Paddy Barrett of St Patrick’s Athletic during the pre-season friendly match between St Patrick’s Athletic and Cobh Ramblers at the FAI National Training Centre in Abbotstown. Photo: Matt Browne/Sportsfile

Paddy Barrett of St Patrick’s Athletic during the pre-season friendly match between St Patrick’s Athletic and Cobh Ramblers at the FAI National Training Centre in Abbotstown. Photo: Matt Browne/Sportsfile

A wanderlust has seen Paddy Barrett spend only limited time in his native Waterford since he left home at 16 to join Dundee United.

But the much-travelled footballer, now 27, was so shocked by what he saw in his limited time as a player in Cambodia earlier this year that he was unable to settle and took a path back to Ireland, with a move to St Patrick’s Athletic.
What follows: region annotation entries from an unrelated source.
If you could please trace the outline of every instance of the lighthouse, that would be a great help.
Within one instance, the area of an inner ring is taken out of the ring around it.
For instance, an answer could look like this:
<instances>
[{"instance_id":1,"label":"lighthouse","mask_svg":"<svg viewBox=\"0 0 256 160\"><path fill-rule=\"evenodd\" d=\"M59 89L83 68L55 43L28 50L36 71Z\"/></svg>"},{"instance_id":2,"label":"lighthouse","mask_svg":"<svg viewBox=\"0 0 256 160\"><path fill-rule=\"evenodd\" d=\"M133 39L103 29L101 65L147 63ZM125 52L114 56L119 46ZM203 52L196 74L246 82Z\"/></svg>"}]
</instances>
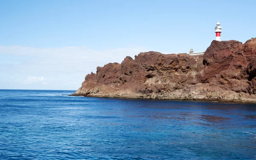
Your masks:
<instances>
[{"instance_id":1,"label":"lighthouse","mask_svg":"<svg viewBox=\"0 0 256 160\"><path fill-rule=\"evenodd\" d=\"M216 27L215 27L215 33L216 33L216 40L218 41L221 41L221 33L222 28L221 26L221 24L218 21L216 24Z\"/></svg>"}]
</instances>

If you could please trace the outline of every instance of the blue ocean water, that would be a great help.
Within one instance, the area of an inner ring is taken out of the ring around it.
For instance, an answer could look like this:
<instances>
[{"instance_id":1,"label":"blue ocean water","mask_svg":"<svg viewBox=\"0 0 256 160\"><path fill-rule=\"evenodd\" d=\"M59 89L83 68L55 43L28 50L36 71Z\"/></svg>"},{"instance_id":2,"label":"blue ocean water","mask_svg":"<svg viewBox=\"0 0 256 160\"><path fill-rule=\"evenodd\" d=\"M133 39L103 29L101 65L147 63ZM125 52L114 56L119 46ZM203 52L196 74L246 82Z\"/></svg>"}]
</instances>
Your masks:
<instances>
[{"instance_id":1,"label":"blue ocean water","mask_svg":"<svg viewBox=\"0 0 256 160\"><path fill-rule=\"evenodd\" d=\"M256 160L256 105L0 90L1 160Z\"/></svg>"}]
</instances>

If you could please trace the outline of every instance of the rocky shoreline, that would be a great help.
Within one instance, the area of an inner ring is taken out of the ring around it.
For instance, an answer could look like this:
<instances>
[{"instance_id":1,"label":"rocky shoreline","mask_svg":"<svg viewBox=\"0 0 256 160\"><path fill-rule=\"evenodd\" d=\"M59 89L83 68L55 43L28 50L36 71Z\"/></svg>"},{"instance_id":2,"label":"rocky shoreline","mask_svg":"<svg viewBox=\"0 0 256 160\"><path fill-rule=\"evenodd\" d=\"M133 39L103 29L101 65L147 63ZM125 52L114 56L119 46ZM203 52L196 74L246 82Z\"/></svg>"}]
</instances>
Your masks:
<instances>
[{"instance_id":1,"label":"rocky shoreline","mask_svg":"<svg viewBox=\"0 0 256 160\"><path fill-rule=\"evenodd\" d=\"M135 57L98 67L72 95L256 103L256 38L214 40L203 56Z\"/></svg>"}]
</instances>

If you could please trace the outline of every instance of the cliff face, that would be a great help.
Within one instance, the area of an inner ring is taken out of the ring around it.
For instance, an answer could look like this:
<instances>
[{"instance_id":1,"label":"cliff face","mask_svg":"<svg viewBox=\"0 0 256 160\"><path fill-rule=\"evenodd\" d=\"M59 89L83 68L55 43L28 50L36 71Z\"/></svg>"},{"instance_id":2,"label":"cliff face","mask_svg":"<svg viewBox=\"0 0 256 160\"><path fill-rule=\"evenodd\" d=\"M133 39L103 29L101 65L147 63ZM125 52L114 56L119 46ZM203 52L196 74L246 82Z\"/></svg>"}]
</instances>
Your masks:
<instances>
[{"instance_id":1,"label":"cliff face","mask_svg":"<svg viewBox=\"0 0 256 160\"><path fill-rule=\"evenodd\" d=\"M256 102L256 38L213 41L203 56L127 56L98 67L73 95Z\"/></svg>"}]
</instances>

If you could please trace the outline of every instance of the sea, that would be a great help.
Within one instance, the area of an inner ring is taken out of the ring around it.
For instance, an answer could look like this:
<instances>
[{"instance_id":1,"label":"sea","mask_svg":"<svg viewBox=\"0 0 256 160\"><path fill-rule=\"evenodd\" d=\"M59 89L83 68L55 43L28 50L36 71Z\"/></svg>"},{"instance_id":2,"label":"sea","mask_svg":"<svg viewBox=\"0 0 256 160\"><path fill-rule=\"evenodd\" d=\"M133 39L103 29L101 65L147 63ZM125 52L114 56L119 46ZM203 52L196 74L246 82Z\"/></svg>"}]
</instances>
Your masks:
<instances>
[{"instance_id":1,"label":"sea","mask_svg":"<svg viewBox=\"0 0 256 160\"><path fill-rule=\"evenodd\" d=\"M256 160L256 104L0 90L0 160Z\"/></svg>"}]
</instances>

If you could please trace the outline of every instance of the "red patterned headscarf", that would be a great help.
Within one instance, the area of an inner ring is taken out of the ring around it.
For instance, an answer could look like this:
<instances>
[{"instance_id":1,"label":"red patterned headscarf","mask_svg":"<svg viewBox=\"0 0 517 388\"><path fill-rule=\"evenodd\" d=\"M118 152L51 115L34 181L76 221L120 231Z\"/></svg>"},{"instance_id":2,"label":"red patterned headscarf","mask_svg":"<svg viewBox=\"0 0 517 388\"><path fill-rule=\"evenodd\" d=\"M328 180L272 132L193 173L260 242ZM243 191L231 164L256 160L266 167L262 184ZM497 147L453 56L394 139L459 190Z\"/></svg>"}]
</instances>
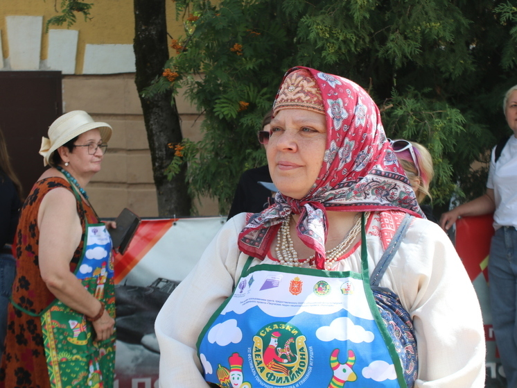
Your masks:
<instances>
[{"instance_id":1,"label":"red patterned headscarf","mask_svg":"<svg viewBox=\"0 0 517 388\"><path fill-rule=\"evenodd\" d=\"M239 234L242 252L263 259L282 221L300 214L297 235L314 249L317 268L323 269L327 210L398 210L423 217L409 180L398 172L401 169L386 140L378 108L360 86L314 69L293 67L283 78L273 110L276 115L296 108L326 116L326 150L319 175L301 199L278 192L274 205L252 216Z\"/></svg>"}]
</instances>

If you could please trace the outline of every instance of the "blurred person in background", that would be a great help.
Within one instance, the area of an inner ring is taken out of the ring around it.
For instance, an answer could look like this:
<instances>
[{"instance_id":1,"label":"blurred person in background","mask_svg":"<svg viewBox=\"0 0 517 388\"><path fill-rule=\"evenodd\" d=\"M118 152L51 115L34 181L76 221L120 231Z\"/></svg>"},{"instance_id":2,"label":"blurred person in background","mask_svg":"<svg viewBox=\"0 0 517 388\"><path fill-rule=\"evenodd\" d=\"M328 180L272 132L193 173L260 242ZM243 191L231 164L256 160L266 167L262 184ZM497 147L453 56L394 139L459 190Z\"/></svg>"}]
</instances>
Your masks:
<instances>
[{"instance_id":1,"label":"blurred person in background","mask_svg":"<svg viewBox=\"0 0 517 388\"><path fill-rule=\"evenodd\" d=\"M21 183L11 166L6 137L0 129L0 357L7 331L7 306L16 273L12 244L21 198Z\"/></svg>"},{"instance_id":2,"label":"blurred person in background","mask_svg":"<svg viewBox=\"0 0 517 388\"><path fill-rule=\"evenodd\" d=\"M109 125L74 110L42 139L50 168L20 213L0 387L113 387L112 241L85 190L111 136Z\"/></svg>"},{"instance_id":3,"label":"blurred person in background","mask_svg":"<svg viewBox=\"0 0 517 388\"><path fill-rule=\"evenodd\" d=\"M389 140L389 144L396 155L398 162L404 169L408 179L410 180L422 212L429 221L438 223L438 220L432 214L432 207L430 205L422 204L426 197L431 199L429 185L435 175L432 157L429 151L422 144L403 139Z\"/></svg>"}]
</instances>

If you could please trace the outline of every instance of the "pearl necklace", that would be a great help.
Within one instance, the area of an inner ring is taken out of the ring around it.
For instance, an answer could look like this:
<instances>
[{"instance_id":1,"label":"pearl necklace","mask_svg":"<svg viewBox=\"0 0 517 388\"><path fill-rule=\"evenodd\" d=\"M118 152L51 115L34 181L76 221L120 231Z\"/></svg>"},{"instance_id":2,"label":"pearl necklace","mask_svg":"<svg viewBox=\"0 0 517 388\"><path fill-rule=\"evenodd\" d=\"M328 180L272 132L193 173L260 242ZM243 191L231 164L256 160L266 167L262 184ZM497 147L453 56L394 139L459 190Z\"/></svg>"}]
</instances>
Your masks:
<instances>
[{"instance_id":1,"label":"pearl necklace","mask_svg":"<svg viewBox=\"0 0 517 388\"><path fill-rule=\"evenodd\" d=\"M61 171L62 174L67 177L67 179L68 179L69 182L73 183L76 187L77 187L79 189L79 192L80 192L80 193L82 194L82 196L85 197L85 199L88 199L88 195L86 194L85 189L81 187L81 185L79 185L79 183L77 181L77 180L73 178L69 172L68 172L61 166L57 166L55 168L58 171Z\"/></svg>"},{"instance_id":2,"label":"pearl necklace","mask_svg":"<svg viewBox=\"0 0 517 388\"><path fill-rule=\"evenodd\" d=\"M343 241L332 249L325 251L325 268L327 270L330 269L333 263L350 248L356 237L359 235L361 230L361 218L360 217L357 217L358 215L359 214L356 214L355 218L357 219L354 221L353 226L347 233L347 235L344 236ZM368 219L369 215L370 212L365 213L365 220ZM312 255L303 261L300 261L298 258L298 254L296 250L295 250L292 239L289 232L290 218L289 217L286 219L284 219L280 227L277 246L274 248L277 253L277 258L281 264L288 267L302 267L304 264L308 263L309 267L315 268L316 263L314 260L315 255Z\"/></svg>"}]
</instances>

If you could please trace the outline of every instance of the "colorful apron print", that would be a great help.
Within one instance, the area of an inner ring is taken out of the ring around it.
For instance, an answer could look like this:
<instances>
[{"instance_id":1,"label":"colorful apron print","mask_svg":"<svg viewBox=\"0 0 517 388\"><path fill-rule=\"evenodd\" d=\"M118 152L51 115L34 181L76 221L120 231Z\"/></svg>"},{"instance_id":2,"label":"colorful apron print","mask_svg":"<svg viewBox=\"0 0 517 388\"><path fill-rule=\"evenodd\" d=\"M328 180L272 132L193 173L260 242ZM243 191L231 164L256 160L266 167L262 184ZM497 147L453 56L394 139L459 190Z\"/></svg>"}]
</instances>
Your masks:
<instances>
[{"instance_id":1,"label":"colorful apron print","mask_svg":"<svg viewBox=\"0 0 517 388\"><path fill-rule=\"evenodd\" d=\"M365 239L362 273L245 269L200 336L205 380L227 388L406 388L370 287Z\"/></svg>"},{"instance_id":2,"label":"colorful apron print","mask_svg":"<svg viewBox=\"0 0 517 388\"><path fill-rule=\"evenodd\" d=\"M85 248L76 276L115 316L112 241L105 226L87 224ZM56 299L42 315L45 353L52 388L113 386L115 334L94 341L91 322Z\"/></svg>"}]
</instances>

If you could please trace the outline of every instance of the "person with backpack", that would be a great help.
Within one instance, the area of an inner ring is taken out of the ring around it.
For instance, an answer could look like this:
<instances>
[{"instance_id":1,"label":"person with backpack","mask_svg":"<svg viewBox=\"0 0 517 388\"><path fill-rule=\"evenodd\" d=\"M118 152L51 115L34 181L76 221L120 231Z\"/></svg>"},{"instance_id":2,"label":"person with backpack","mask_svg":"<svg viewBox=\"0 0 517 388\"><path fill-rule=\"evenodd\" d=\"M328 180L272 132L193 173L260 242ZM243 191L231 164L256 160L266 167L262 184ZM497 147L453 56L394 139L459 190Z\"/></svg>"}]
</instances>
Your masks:
<instances>
[{"instance_id":1,"label":"person with backpack","mask_svg":"<svg viewBox=\"0 0 517 388\"><path fill-rule=\"evenodd\" d=\"M444 213L448 230L460 217L493 212L489 260L490 303L496 341L508 387L517 387L517 85L505 95L503 109L514 135L493 147L485 194Z\"/></svg>"}]
</instances>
Just before Christmas, Barrett ended a three-year spell in the USA and signed for Preah Khan Reach Svay Rieng, a club in Cambodia managed by an Irishman, Conor Nestor. But Barrett was unsettled from the start and left without playing a competitive game, answering a call from Stephen O’Donnell, his former team-mate and housemate at Dundalk, to come and play for St Patrick’s Athletic.

The language barrier was a major problem as was the red tape involved in football there: “If you want to sub on a foreign player, you have to take off a foreign player, so they look after their local players.”

But the former Dundalk man was also unsettled by the reality of daily life for locals. “I was there just over two months and numerous things over there weren’t for me. It was tough on the eye to see so much poverty and I didn’t expect that as much as I did,” Barrett says.

“Obviously it’s a third world country. It was difficult, that side of it, away from the football side. The biggest standout for me was mostly the kids. To see so many kids with no shoes on. You see it on TV but when you see it in person, it goes deep in.

“It’s very sad to see three and four-year-old kids walking around with no clothes, no shoes and their parents walking alongside them like it’s normal.

“Going towards the football side, it was difficult with the language barrier and the different all round – around the club, the players, it was difficult to communicate with people. It’s your job, an everyday thing so you want to feel comfortable. You want to feel that happiness every day and it wasn’t there for me. This career is short and there is no point dwelling on it and hoping it gets better. I decided it wasn’t for me at that time and I wanted to come back home. I’m delighted to be back.”

One of eight new arrivals at St Pat’s, Barrett hopes to settle in easily from his knowledge of the league (spells with Waterford, Galway United and Dundalk) as well as an intimate knowledge of fellow Saints: while at Dundalk he shared a house with current team-mates Robbie Benson and John Mountney and manager O’Donnell: “The three lads being here made it easier for me to make the decision to sign.”